Jude répond à son « Aïe » en s’inquiétant de son état. Sans même ouvrir les yeux, Bella entend l’amusement dans sa voix. Certains se seraient sûrement offusquer de l’entendre si peu concerné, si légèrement inquiet. Bella savait que si quelqu’un d’autre que lui s’était tenu sur ce rocher, les choses auraient été différentes. Zeke serait descendu immédiatement et aurait même été capable de la porter à moitié pour l’aider à monter, juste histoire qu’elle ne tombe pas à nouveau. Lionel se serait sûrement moqué un peu d’elle, mais il serait descendu également… Et puis, il y avait Jude, toujours perché.
Mais Bella ne lui en veut pas. Elle sait que c’est à elle de monter sur son nuage et pas l’inverse, elle sait qu’il l’observe, juste au cas où, elle a entendu l’inquiétude dissimulée derrière l’amusement. Alors, elle lève le bras et esquisse un geste signifiant clairement « tout va bien, ne t’en fais pas ! » avant d’ouvrir les yeux, chassant les dernières étoiles de sa vision. Dans un grognement, elle se redresse, bien décidée à se relever rapidement. Elle porte la main à l’arrière de son crâne et observe ses doigts très légèrement tachés de rouge. Elle sait que sa tête à frotter ; une simple égratignure. Son genou, lui, voit dégouliner une goutte de vermeille sur sa peau. Ce n’est rien.
Elle soupire et se remet sur ses pieds alors que Jude lui montre un nouveau chemin, un peu à gauche de sa première escalade ratée. Elle acquiesce, s’approchant à nouveau de la paroi rocheuse, prête à recommencer. Ses yeux parcourent brièvement la verticale de pierre montant devant ses yeux, puis elle essuie ses mains sur son short. Très vite, elle s’élève, malgré son genou douloureux. Jude avait raison, par ici c’est bien plus facile : les prises s’enchaînent de façon fluide et elles sont toutes à sa portée ; Il suffisait d’attaquer cette petite falaise par le bon côté, comme la plupart des problèmes.
Lorsque seul un mètre la sépare encore du haut, Bella tend la main vers le serdaigle pour que son ami l’aide à gravir la distance restante. À moitié tirée par le garçon, c’est ainsi qu’elle se retrouve sur le nuage de Jude. Elle pose son fessier juste à côté de celui de son ami et lui dédie un énorme sourire « Coucou. » Enfin dans son monde.

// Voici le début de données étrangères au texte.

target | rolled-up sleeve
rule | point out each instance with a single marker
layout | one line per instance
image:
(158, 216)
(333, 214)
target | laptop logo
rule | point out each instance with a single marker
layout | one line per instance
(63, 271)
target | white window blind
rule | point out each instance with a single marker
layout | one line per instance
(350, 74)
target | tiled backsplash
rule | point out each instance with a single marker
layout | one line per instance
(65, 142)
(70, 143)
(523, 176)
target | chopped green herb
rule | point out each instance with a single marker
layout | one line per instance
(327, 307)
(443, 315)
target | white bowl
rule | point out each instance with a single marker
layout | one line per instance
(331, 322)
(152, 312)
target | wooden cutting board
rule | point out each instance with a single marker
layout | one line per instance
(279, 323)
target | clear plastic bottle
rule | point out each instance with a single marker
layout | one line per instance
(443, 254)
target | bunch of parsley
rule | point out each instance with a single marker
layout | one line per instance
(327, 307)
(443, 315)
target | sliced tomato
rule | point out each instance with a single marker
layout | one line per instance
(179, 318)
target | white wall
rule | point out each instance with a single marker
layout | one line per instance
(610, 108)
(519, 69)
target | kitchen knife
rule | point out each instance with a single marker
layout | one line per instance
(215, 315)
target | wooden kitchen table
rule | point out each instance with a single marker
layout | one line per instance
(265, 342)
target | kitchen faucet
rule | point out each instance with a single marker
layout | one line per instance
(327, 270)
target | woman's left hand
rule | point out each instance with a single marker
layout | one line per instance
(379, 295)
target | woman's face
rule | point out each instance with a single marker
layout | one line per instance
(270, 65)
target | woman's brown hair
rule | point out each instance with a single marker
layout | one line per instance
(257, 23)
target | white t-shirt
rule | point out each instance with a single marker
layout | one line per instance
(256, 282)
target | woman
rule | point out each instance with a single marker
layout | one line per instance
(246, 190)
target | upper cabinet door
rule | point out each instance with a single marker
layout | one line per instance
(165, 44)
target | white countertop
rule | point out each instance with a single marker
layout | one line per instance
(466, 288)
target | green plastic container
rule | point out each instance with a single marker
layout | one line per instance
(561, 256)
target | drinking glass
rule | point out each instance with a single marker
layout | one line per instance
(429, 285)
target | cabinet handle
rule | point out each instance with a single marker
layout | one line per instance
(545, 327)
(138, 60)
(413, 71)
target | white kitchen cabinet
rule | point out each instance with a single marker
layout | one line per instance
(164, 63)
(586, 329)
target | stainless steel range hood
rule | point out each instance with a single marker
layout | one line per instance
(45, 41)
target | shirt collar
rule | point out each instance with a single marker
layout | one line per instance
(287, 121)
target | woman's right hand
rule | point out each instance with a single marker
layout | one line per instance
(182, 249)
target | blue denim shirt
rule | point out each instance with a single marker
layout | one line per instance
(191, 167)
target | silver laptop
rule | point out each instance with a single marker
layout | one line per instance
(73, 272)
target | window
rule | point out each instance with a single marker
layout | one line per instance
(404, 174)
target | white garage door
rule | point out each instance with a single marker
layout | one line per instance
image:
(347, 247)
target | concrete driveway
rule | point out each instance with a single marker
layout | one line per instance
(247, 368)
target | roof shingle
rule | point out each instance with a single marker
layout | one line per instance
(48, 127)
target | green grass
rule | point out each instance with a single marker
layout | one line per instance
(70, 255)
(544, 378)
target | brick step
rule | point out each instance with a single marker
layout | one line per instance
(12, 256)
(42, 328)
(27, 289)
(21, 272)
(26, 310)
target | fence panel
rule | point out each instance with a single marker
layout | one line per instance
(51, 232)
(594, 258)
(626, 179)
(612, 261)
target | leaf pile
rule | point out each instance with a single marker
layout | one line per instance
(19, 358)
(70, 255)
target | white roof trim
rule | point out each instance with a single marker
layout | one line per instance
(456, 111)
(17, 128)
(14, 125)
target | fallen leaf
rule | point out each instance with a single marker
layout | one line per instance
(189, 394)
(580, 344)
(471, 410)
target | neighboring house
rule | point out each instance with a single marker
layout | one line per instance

Elle se penche un peu, tendant ses jambes dans le vide, pour poser son regard sur son genou blessé. Rien qu’elle ne puisse arranger d’un coup de baguette et pourtant… Pourtant elle décide d’un haussement d’épaule de le laisser comme cela. Bella n’est pas née moldue, contrairement à Jude, mais son enfance a très certainement été similaire sur bien des points si on passe sous silence l’histoire personnelle compliquée de son amie. Contrairement aux sorciers, Bella a appris que les blessures ça se soigne avec le temps, et non d’un coup de baguette magique. Son genoux guérira tout seul, et puis cela ne fait pas si mal.
Elle décale son assise pour se coller à Jude en se soulevant légèrement à la force des bras. Lorsqu’enfin leurs bras se touchent, Belladona se sent bien installée et peut porter son regard sur les spectacle qui s’offre à eux. Un peu en retrait, surplombant le camps, d’ici ils peuvent tout voir. Tous ces gens qui s’affairent, qui s’esclaffent, qui se prennent le bec. D’ici, ils se placent en spectateurs, et c’est sûrement pour cette sensation d’outsider que Jude affectionne tant cet endroit.
Amusée, Bella pointe un vieux monsieur sortant de sa tente, étirant ses membres comme si l’après midi n’était pas déjà bien entamée. Mais, ce qui amuse la jeune fille, c’est bien l’absence de robe de sorcier sur son dos. « Sûrement un allemand », lâche-t-elle, faisant référence aux clichés européens pourtant censés disparaître avec cet échange.